Implement a replay buffer with fixed capacity and uniform sampling.

ex-sp-ch32-05

Easy

Compute discounted returns for a trajectory with rewards [1, 0, -1, 10] and gamma=0.99.

ex-sp-ch32-06

Medium

Implement DQN with experience replay and target network for CartPole-v1.

ex-sp-ch32-07

Medium

Implement Double DQN and compare Q-value estimates to standard DQN.

ex-sp-ch32-08

Medium

Implement REINFORCE for CartPole. Plot learning curve over 500 episodes.

ex-sp-ch32-09

Medium

Add a learned baseline (value function) to REINFORCE and compare variance.

ex-sp-ch32-10

Medium

Implement a custom Gym environment for multi-user power control.

ex-sp-ch32-11

Hard

Implement PPO with clipped surrogate objective and GAE advantage estimation.

ex-sp-ch32-12

Hard

Train DQN for power control in a 4-user interference channel.

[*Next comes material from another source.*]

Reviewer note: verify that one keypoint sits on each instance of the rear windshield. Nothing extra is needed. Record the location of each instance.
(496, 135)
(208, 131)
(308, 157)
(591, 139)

Compare to max-SINR heuristic.

ex-sp-ch32-13

Hard

Implement prioritised experience replay and compare to uniform replay.

ex-sp-ch32-14

Challenge

Train a PPO agent for multi-user scheduling that optimises proportional fairness.

ex-sp-ch32-15

Challenge

Implement multi-agent RL for distributed power control where each BS is an independent agent.